Tuesday, May 3, 2011

Fixing the ELO ratings system

by Tom Baldwin

Back in 2008 Brian covered a well known ratings system first conceived by the man whose name it now bears, that article offers a great insight into both the good and bad points of Elo ratings, and is certainly worth a read in preparation for this article.

Recently I got thinking about Elo ratings again, and realized their limitations, that they do not consider the score of games, can be overcome. When a game's outcome is considered by the original ELO ratings system it is done so on the basis that the game ends with a binary result, a win or a loss, but that is not all of the information available. As we have seen, a team like last year's Falcons can appear far stronger than they truly are when only their win-loss record is considered, and that is because they were on the right end of luck. Close wins are much more about luck than they are skill, winning by ten points is a lot more of an indication of one team's supremacy than winning by one, but how can we quantify this? Well, we need to know the answer to quite a simple question: when two completely equal teams play each other, what is the chance that, by luck alone, team A beats team B by X or more points? In this instance it will always be by luck alone, since both teams are technically equal, their levels of 'skill' completely cancel each other out.

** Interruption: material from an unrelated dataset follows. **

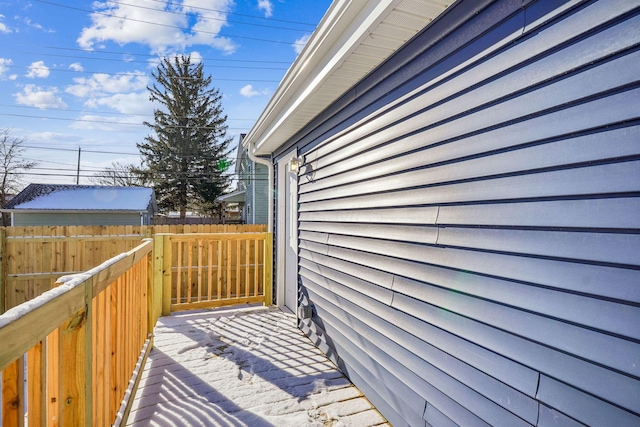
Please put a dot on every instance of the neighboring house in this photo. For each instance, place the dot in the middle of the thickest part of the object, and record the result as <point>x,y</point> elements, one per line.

That question is simple to ask, but not so simple to answer, luckily, I had already done the legwork for such a question months ago. Back in January, before the playoffs, I decided to build a simulation model of an NFL game. Within that model I created two identical (league average) teams, characterised by their chances of scoring on a drive, I also allowed for a variable that added X points to the score of whichever team I chose after the game had been simulated. By simulating thousands of games with different values of X, I was able to create a distribution that describes just how likely it is that if a team wins by X points, that it was not because of luck, but because of a higher level of skill. For example, if I set X as being 5, and then always added that to the score of team A, and observed in simulations that team B still won 40% of the time, then that would mean that team A could be expected to beat a completely equal strength opponent by more than 5 points 40% of the time by luck alone. So, in the new ELO model, if team A wins by 6 points, rather than saying that team A won with absoluteness and award them 1 minus their expected win probability, I would instead award them 0.6 minus their expected win probability.

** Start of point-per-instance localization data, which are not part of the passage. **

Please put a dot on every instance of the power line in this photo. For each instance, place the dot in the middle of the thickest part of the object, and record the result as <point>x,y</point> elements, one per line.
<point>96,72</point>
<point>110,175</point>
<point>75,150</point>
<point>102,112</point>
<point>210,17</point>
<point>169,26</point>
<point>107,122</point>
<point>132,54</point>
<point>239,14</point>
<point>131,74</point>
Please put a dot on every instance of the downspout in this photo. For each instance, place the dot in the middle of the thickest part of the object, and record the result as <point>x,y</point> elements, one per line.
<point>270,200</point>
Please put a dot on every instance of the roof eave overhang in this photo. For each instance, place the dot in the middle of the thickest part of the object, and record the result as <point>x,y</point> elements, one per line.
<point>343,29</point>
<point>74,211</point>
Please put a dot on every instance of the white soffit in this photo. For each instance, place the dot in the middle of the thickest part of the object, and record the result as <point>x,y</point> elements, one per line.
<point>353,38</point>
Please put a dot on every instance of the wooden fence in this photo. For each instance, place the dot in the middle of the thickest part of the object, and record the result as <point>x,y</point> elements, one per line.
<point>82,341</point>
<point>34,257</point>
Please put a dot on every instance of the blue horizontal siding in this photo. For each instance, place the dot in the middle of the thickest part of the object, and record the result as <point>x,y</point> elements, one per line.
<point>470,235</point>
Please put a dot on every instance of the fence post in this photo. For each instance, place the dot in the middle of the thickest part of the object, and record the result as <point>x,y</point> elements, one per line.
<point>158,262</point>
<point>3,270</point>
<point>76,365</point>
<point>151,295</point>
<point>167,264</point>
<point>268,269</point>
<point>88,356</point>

That change can have a dramatic implication for the treatment of the outcome of a game. Where before a team with an expected winning probability going into the game of 0.9 who goes on to win by 6 points would see their ranking increased by 0.1, now they would see it reduced by 0.3, which would then be awarded to their opposition. What this method does, which the original method did not, is make a distinction between a team winning, and a team performing to expectations.

In a follow up to this article I will further improve the ELO system by separating home performance from away performance, and post some results of the predictivity of the new system, in comparison to the old one.


Adam said...

Cool idea. How is this different from the common rankings that only take margin of victory into account, like Sagarin's Predictive rankings? Rather, I know it's different, but what are some differences in the results?

James said...


I am the creator of the pointshare rating system which I use to rank college football and NFL teams and also other sports (see www.Pointshare.webs.com particularly the FAQ and my older now discontinued blog at dontsaveapitcher.blogspot.com where I first outlined the system see the google docs on the top left hand side of the blog) .

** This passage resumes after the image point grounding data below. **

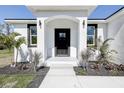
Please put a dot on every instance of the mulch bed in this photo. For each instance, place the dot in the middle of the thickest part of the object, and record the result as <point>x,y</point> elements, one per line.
<point>101,70</point>
<point>40,74</point>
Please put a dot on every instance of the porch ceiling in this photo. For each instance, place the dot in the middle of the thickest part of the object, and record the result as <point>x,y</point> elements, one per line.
<point>35,9</point>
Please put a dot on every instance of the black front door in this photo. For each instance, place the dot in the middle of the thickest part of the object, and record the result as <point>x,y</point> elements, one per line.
<point>62,41</point>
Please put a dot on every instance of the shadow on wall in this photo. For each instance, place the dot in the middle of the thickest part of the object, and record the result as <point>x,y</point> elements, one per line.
<point>118,45</point>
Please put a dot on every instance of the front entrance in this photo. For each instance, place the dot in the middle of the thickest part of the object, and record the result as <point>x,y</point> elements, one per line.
<point>62,42</point>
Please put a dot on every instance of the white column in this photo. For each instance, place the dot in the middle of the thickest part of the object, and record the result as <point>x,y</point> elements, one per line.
<point>82,39</point>
<point>41,37</point>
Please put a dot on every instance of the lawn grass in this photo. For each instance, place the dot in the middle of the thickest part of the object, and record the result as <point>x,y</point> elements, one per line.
<point>15,81</point>
<point>5,53</point>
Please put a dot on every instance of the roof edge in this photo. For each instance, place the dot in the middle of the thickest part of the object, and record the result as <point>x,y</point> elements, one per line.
<point>20,19</point>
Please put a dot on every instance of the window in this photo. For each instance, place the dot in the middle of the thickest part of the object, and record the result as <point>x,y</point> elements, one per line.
<point>32,35</point>
<point>91,34</point>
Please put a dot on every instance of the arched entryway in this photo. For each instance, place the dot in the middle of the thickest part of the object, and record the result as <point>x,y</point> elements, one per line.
<point>61,36</point>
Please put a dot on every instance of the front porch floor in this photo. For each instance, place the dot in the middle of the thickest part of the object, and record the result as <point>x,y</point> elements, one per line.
<point>61,60</point>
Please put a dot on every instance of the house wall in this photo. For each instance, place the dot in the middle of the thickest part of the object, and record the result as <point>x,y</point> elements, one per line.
<point>102,29</point>
<point>42,16</point>
<point>116,31</point>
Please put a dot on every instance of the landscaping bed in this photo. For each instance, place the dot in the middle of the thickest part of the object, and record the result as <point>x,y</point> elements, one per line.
<point>14,77</point>
<point>100,71</point>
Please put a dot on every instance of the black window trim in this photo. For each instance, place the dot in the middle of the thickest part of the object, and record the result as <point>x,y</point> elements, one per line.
<point>96,26</point>
<point>28,39</point>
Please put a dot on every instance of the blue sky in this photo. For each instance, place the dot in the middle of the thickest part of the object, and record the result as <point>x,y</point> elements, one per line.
<point>21,11</point>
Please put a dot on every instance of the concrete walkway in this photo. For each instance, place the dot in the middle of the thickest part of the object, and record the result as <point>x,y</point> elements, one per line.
<point>60,76</point>
<point>63,76</point>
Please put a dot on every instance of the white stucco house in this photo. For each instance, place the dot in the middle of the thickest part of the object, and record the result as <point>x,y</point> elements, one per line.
<point>64,31</point>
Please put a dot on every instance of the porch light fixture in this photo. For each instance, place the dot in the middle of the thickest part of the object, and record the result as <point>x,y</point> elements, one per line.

When I developed my system last year I had to wrestle with the same type of issue as you describe here. As like you I have a “game outcome function” to translate a football score into a value between 0 and 1 so have others such as Ken Massey (by the way his comparison site of >100 college football ranking systems is an essential read for you to see what other approaches people are using.)

But I think there is a flaw in your logic. If your football model says that if team A and B are equally good then team A will win by 5 or more points 40% of the time it is incorrect to then credit them with 60% skill. By definition you have said the two teams are equal so how can you credit team A with anything. This is akin to saying in statistics that because your null hypothesis has a p value of 0.05 you are 95% sure that your alternative hypothesis is correct. Which is not what a p value of 0.05 means.

The purpose of ELO (or any other rating system I guess) is to discover the underlying skill differences between teams. Knowing how likely a result is if the teams are equally skilled tells you nothing about how much better or worse team A is relative to team B.

I approached the problem from a conditional probability perspective and my game outcome function attempts to say that, given the score in the game that was played, what is the probability a team would win a rematch at the same venue.

Or in other words
if Team A defeated team B by 5 points.
How likely is this result if team A would beat team B 1% of the time if they played an infinite number of games.

How likely is this result if team A would win 2% of the time,

How likely is this result if team A would win 3% of the time
etc etc up to 99%.

This gives me a distribution of what a 5 point win tells me about the relative merits of the two teams. It looks like an inverted U, I simply then look at the area under the curve greater than 50% and compare it to the area under the curve less than 50% to determine the probability that A would win a rematch.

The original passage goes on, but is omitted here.